Hierzu wurde anlässlich der Prüfung des Jahresabschlusses 2019 festgestellt, dass ein IKS für den Bereich Finanzen vorhanden ist und die Empfehlung gegeben, das IKS auf die Gesamtverwaltung auszudehnen.

4. Interne Kontrollfunktionen bei der Stadt Schwelm

Im Rahmen der allgemeinen Sorgfaltspflicht bestehen bei der Stadt Schwelm bereits Maßnahmen zur Sicherstellung der Einhaltung gesetzlicher Bestimmungen mittels interner Regelungen. Dies ist aufgrund der Öffentlichkeitsfunktion einer Kommune im Rahmen der gesetzlichen Vorgaben ohnehin strenger geregelt als in der freien Wirtschaft (von Aktiengesellschaften einmal abgesehen). Des Weiteren sind weitere Einrichtungen von Kontrollsystemen zur Unterstützung der Verwaltungsleitung im oben genannten Sinne in Bearbeitung.

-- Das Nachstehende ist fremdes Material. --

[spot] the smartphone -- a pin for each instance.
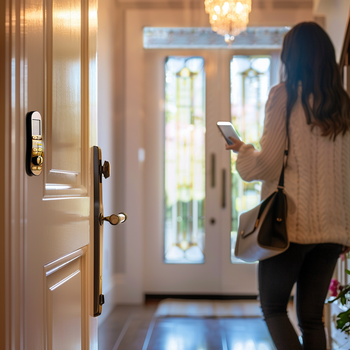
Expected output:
(228, 130)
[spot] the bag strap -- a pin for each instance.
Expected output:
(285, 158)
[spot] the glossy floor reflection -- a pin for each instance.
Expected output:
(205, 334)
(136, 328)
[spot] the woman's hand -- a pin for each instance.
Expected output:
(236, 144)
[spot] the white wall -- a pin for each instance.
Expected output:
(336, 14)
(111, 141)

Die folgenden internen Kontrolleinrichtungen bestehen bereits oder sind im Aufbau:

-       eine unabhängige Vergabestelle als Stabsstelle in der Verwaltung, in der die Vorgaben des Vergaberechtes kontrolliert und eingehalten werden; eine enge Zusammenarbeit mit der örtlichen Rechnungsprüfung ist  dabei ebenfalls gegeben

 

-       die Zusammenarbeit mit dem Kommunalen Rechenzentrum in Lemgo welches als Datenschutzbeauftragter fungiert

 

-       die Einführung einer Antikorruptionsstelle welche die Aufgabenbereiche der Dienstanweisung „der Stadt Schwelm zur Vorbeugung von Korruption und zum Schutz der Beschäftigten“ abdeckt

 

-       Aufbau eines Vertragsmanagementsystems über das Programm Enaio auch hinsichtlich Vertragserfassung der USt 2b Bewertung; Zusammenspiel mit dem Tax Compliance System s.u.

 

-       Installierung eines Tax Compliance Systems in Zusammenarbeit mit einer Wirtschaftsprüfungsgesellschaft

 

-       Einführung eines Verwaltungsumfassenden internen Kontrollsystems (IKS- siehe oben).

 

-       Dienstanweisungen, in denen die gesetzlichen und internen Vorgaben geregelt sind. Auch deren Einhaltung wird von der örtlichen Rechnungsprüfung im Rahmen der dauernden Überwachung überprüft.

 

-       Gleichstellungsbeauftragte zur Berücksichtigung des LGG

 

-       Arbeitsschutz Isuplan

 

5. Fazit:

Bei der Stadt Schwelm bestehen bereits diverse Kontrolleinrichtungen oder sie sind im Aufbau. Dies zeigt sehr deutlich, dass die Verwaltung der Thematik aufgeschlossen gegenübersteht, um die Stadt vor Schäden zu bewahren und deren Mitarbeitenden in der rechtmäßigen Ausübung der Dienstgeschäfte zu unterstützen.

Die Verwaltung wird ein angemessenes CMS im Rahmen der gesetzlichen Bestimmungen weiter ausbauen. Sie wird dabei durch die Rechnungsprüfung in Ihrer Kontrollfunktion entsprechend unterstützt. Sobald endgültige gesetzliche Vorgaben zu der EU-Richtlinie 2019/1937, Hinweisgeberschutz Richtlinie vorliegen, wird die Stadt Schwelm diese entsprechend umsetzen.